Saturday, March 20, 2010
Grand Hall (Hyatt Regency Atlanta)
Amani A. El Kholy, MD , Cairo University and Dar Al Fouad Hospital, Cairo, Egypt
Adel M. El Anasary, MD , Ain Shams University and Dar Al Fouad Hospital, Cairo, Egypt
Omar A. Abul Ata, MD , Dar Al Fouad Hospital, Cairo, Egypt
Hussien H. Rizk, MD , Cairo University, Cairo, Egypt
Background: Asymptomatic colonization with Methicillin-resistant Staphylococcus aureus (MRSA) has been described as a risk factor for subsequent MRSA infection. MRSA constitutes more than 50% of clinical isolates of S.aureus in Egypt. The rates and risk factors for asymptomatic nasal MRSA colonization were not studied in Egypt before. We hypothesized that the rate was high and contributed to the high rate of MRSA infections.

Objective: To identify the rate and risk factors for asymptomatic nasal MRSA colonization, and evaluate the impact of a control program that depends on screening followed by application of contact isolation precautions on colonized patients, on the rate of invasive MRSA infection.

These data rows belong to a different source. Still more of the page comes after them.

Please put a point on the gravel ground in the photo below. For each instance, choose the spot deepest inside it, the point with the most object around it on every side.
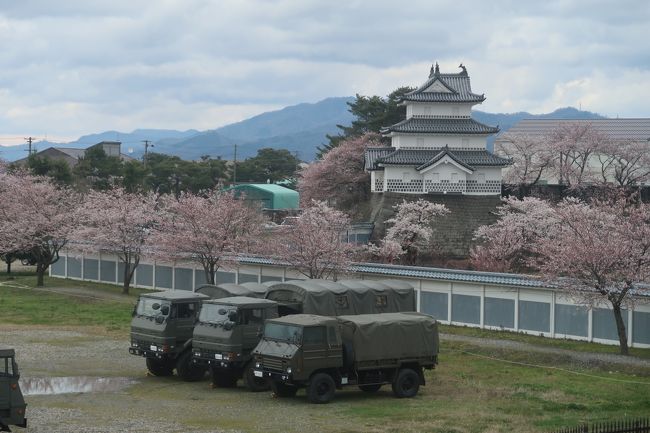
(151, 404)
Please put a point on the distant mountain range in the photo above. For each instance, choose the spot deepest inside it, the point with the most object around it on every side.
(299, 128)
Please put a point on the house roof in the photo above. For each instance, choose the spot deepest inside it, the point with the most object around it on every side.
(71, 151)
(418, 125)
(423, 158)
(459, 86)
(273, 196)
(619, 129)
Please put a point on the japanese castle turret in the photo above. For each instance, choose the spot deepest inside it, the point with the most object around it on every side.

Methods: Screening all admissions was adopted as a hospital policy. Nasal samples were obtained for culture at admission from all patients for 18 months starting from January 2008. Laboratory culture results were monitored to identify all MRSA infections that occurred during the study period.

Results: Nasal swabs were collected by nurses with a 30% compliance with the screening policy during the first 6 months of the study, then by laboratory staff with 90% compliance. Of the 1350 patients who had cultures of nasal samples performed at admission, 7.7% were colonized with MRSA, and 15% were colonized with MSSA.
The risk factors for colonization were admission from ER (p=0.04), prior antibiotic therapy (p= 0.00), living with a MRSA patient (p= 0.00), being a healthcare worker (0.005) and contact with pets or animals (p= 0.00). The total incidence of MRSA infections was reduced from 0.3 to 0.1/1000 Pt D (66.6%), and from 1.6 to 0.4/ 1000 discharges (75%). Invasive MRSA infection rate was reduced from 0.21 to zero/1000 Pt D for 3 successive months. The ratio of MRSA to total S.aureus was reduced from 0.61 to 0.5.
Conclusions: The rate of nasal MRSA colonization at admission to the hospital was high compared to international reports. Most colonized patients showed risk factors for healthcare- associated MRSA. Few have contact with pets or animals.  The hospital control program based on screening all patients on admission and applying contact precautions decreased the rates of total and invasive MRSA infections.